Even in an age where artificial intelligence is steadily becoming more commonplace, there were still some jobs that were believed to be off-limit for robots. Daily, however, that perception is beginning to change and the discussion being had about Robot priests is proof of that.
Gone are the days where robots were seen to be restricted to monotonous jobs which would require little programming. With their capacities being expanded by the breakthroughs in artificial intelligence and machine learning, we have seen test robots rapping, playing games, Dj-ing and basically a wide range of things that were normally thought impossible for machines.
How far is too far? Should robots be allowed to do everything? Even be Priests? Well, religious tradition may indeed be challenged by robots in times to come or at least a robot priest in the small German town of Wittenberg seems to suggest that.
The robot priest was unveiled as part of an exhibition to mark the anniversary of the start of the Reformation. It is able to deliver blessings in five languages and beams light from its hands.
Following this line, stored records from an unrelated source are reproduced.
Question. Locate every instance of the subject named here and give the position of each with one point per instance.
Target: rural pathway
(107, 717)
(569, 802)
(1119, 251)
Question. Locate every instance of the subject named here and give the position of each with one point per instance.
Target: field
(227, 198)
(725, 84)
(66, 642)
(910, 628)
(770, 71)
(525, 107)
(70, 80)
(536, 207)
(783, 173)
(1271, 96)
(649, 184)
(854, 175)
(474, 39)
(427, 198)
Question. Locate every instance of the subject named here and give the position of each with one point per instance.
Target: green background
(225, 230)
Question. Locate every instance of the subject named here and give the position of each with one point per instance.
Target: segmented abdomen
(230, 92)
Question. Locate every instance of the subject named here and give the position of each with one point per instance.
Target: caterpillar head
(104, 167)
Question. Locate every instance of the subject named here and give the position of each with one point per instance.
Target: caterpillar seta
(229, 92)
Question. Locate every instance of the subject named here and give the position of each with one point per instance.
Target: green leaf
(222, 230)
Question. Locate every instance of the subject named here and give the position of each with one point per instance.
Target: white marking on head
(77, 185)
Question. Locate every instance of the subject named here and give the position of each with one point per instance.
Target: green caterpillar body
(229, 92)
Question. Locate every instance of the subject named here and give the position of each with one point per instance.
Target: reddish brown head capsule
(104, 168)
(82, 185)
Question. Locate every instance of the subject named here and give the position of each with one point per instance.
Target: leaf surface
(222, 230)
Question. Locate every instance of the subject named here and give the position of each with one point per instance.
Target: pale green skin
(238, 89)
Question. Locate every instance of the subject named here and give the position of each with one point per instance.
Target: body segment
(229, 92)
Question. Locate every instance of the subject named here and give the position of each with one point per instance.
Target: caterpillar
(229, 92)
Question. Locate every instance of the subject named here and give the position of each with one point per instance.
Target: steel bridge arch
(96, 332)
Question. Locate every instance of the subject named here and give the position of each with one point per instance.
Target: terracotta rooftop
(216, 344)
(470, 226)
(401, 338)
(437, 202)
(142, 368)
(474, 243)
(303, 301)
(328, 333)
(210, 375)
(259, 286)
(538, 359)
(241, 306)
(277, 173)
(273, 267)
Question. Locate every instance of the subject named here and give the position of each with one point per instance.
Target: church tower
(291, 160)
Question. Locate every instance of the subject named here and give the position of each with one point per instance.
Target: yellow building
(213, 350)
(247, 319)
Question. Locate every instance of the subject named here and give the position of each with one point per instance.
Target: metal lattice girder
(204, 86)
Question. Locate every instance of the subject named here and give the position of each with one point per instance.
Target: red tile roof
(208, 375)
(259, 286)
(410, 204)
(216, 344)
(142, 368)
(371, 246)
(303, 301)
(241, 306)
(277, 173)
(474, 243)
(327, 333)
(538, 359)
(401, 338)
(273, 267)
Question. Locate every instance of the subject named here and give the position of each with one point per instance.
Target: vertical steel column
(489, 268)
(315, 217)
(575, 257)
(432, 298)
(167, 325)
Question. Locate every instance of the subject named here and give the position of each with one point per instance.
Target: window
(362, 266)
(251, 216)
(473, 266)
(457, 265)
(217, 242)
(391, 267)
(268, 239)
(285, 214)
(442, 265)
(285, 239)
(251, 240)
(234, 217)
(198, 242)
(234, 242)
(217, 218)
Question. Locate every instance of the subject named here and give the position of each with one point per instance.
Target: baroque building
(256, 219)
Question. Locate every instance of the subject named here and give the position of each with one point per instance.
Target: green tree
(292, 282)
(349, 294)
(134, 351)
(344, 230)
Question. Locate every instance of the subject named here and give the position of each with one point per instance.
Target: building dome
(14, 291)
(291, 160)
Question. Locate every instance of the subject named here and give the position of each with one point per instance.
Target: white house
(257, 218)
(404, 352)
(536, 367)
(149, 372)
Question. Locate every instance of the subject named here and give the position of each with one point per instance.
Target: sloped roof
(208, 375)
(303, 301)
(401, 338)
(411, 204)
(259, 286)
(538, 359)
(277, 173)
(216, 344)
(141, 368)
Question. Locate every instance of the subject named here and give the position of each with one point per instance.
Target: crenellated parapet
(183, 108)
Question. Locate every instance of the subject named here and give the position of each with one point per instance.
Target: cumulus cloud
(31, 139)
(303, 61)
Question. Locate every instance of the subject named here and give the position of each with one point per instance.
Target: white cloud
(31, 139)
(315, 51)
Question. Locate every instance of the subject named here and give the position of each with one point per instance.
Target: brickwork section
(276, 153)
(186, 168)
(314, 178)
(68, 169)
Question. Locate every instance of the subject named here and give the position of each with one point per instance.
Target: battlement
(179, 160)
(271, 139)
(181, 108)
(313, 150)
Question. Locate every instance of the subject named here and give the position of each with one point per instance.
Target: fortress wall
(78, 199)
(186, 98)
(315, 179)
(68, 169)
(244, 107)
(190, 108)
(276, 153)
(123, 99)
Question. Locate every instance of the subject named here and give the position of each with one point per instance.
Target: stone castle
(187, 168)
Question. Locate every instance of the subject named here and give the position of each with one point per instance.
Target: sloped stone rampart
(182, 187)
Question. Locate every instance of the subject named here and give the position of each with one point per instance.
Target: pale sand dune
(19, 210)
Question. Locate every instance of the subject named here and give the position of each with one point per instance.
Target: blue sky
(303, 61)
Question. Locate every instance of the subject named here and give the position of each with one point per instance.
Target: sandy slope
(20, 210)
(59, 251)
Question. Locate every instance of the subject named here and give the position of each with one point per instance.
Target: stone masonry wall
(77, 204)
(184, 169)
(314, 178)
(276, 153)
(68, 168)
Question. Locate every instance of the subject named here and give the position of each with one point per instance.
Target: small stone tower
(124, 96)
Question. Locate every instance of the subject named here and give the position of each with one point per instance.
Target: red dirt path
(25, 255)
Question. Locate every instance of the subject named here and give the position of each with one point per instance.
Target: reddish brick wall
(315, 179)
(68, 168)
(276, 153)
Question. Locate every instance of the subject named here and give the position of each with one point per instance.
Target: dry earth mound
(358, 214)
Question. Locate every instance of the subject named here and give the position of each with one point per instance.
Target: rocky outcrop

It has a touchscreen chest, two arms and a head. For the past 10 days, it has offered blessings in a choice of German, English, French, Spanish or Polish and worshippers can choose between a male or female voice.
The Reformation was a Europe-wide religious, political and cultural upheaval that splintered Catholic Europe, setting in place the structures and beliefs that would define the continent in the modern era.
It seems like another era is in view and the idea of Robot Priests or in this case Germany’s Robot Priest, BlessU-2, is to trigger debate about the future of the church and the potential of artificial intelligence.
Stephan Krebs of the Protestant Church in Hesse and Nassau, which is behind the initiative, spoke to the Guardian, saying;
“We wanted people to consider if it is possible to be blessed by a machine, or if a human being is needed,”
“The idea is to provoke debate, People from the street are curious, amused and interested. They are really taken with it and are very positive. But inside the church, some people think we want to replace human pastors with machines. Those that are church-oriented are more critical.”
Kreb’s, however, explained further that he was not expecting robot priests to take over from human priests or to help with Europe’s shortage of priests but that they were rather trying to “bring a theological perspective to a machine.”
BlessU-2 is not the first robot to penetrate the world of faith. Last year, a Buddhist temple on the edge of Beijing developed a robot monk that could chant mantras and explain the basic tenets of the religion to people.